Uzi, vestido con unos pantalones cortos reducidos a la mínima expresión, sandalias «bíblicas» en los pies y la barba descuidada y frondosa, parecía una criatura del desierto trasplantada a un zoo, fuera de su elemento y sin saber qué hacer con su cuerpo.
Así pues, Michael Ohayon se encontró una vez más desempeñando un papel al que ya estaba acostumbrado, y fue él quien se encargó de dar la mala noticia.
No lloró, la mujercita regordeta que se enroscaba las manos en la fina tela de su sencillo vestido. La plomiza calima que había descendido sobre Jerusalén la semana anterior aún mantenía atenazada a la ciudad, y las ventanas, que daban a la calle, estaban abiertas de par en par; el estrépito de los coches y autobuses que recorrían el bulevar Eshkol sonaba como si estuvieran dentro del apartamento. El sonido del televisor, que nadie se había preocupado de apagar, se fundía con el estruendo callejero y con el de otros televisores del vecindario.

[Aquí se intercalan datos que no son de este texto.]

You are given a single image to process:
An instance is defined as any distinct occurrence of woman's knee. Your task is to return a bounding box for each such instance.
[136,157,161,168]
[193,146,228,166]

– ¿Qué va a pasar ahora? -preguntó Ruth Dudai con voz lánguida, y Michael vio que estaba aturdida por la impresión.
Despacio, dulcemente, comenzó a explicarle que habría que esperar los resultados de la autopsia para saber la causa del accidente, y sólo entonces podría organizarse el entierro.
– Será necesario que alguien lo identifique -dijo con suavidad-, y ahora debería venir a acompañarla alguna persona de su confianza.
Le preguntó a continuación si tenía familia.